Borrowing costs across the euro zone and the United States slipped as stock markets came under renewed selling pressure from more companies warning about the damage done by coronavirus.

The yield on Germany’s benchmark 10-year Bund, regarded as one of the safest assets in the world, fell to -0.68% - a six-month lows.

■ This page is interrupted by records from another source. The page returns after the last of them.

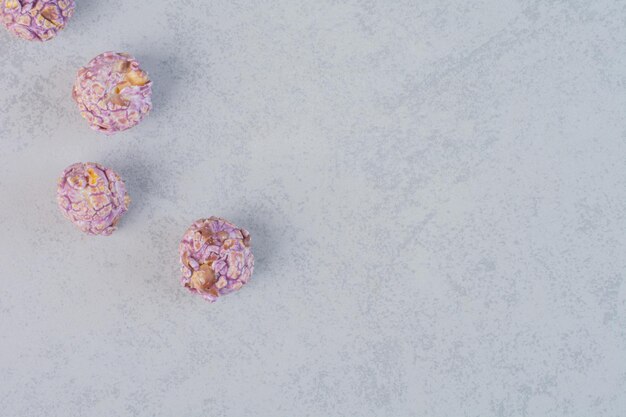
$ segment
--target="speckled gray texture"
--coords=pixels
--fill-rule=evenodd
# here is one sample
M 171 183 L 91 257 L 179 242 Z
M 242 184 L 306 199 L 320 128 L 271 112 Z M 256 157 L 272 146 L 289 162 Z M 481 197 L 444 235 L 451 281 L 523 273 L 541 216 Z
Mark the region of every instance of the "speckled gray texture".
M 141 21 L 141 25 L 137 22 Z M 82 0 L 0 33 L 0 414 L 626 415 L 626 3 Z M 133 54 L 154 110 L 114 137 L 71 99 Z M 56 208 L 98 161 L 109 238 Z M 194 220 L 255 275 L 178 281 Z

Two-year German yields also hit a six-month low, falling to -0.86%.

Yields on most higher-rated euro zone bonds also fell 2-3 bps , but weaker southern European bonds came under renewed selling pressure.

In Italy, the country worst hit by the coronavirus, 10-year bond yield rose 6 bps at just over 1.07%. The death toll stood at 107 as of late Wednesday.

“It’s fair to say that there is a continual to-ing and fro-ing in markets over how to trade the contradictory forces of fundamental concern about the impact of coronavirus and stimulus expectations,” said Lyn Graham-Taylor, rates strategist at Rabobank.

U.S. 10-year Treasury yields were back below 1% and last down more than 6 bps on the day as U.S. shares fell around 2%.

German Bund yields have tumbled around 25 bps in the past two weeks as investors priced in the coronavirus outbreak hurting economic growth.

Investors are also waiting to see what steps the European Central Bank (ECB) will take after the United States, Australia and Canada all cut rates this week in response to coronavirus.

“Things can change fast, so never rule anything out, but we are just one week away from the (ECB) meeting, so I doubt they will act before that,” said ING senior rates strategist Antoine Bouvet.

“Even next week, I am really not sure they will cut. For one thing, there isn’t much policy space to ease. For another, there has been increased focus on the negative impact of non-standard measures, so it is a tough argument to make.”

The ECB held a conference call late on Tuesday to assess the impact of coronavirus, but policy action was not on the agenda, sources said.

While rate-cut expectations have shot up, an emergency ECB rate reduction will be complicated as rates are already negative. Instead, the bank could opt for a targeted, longer-term refinancing operation (TLTRO) directed at small- and medium-sized enterprises euro zone.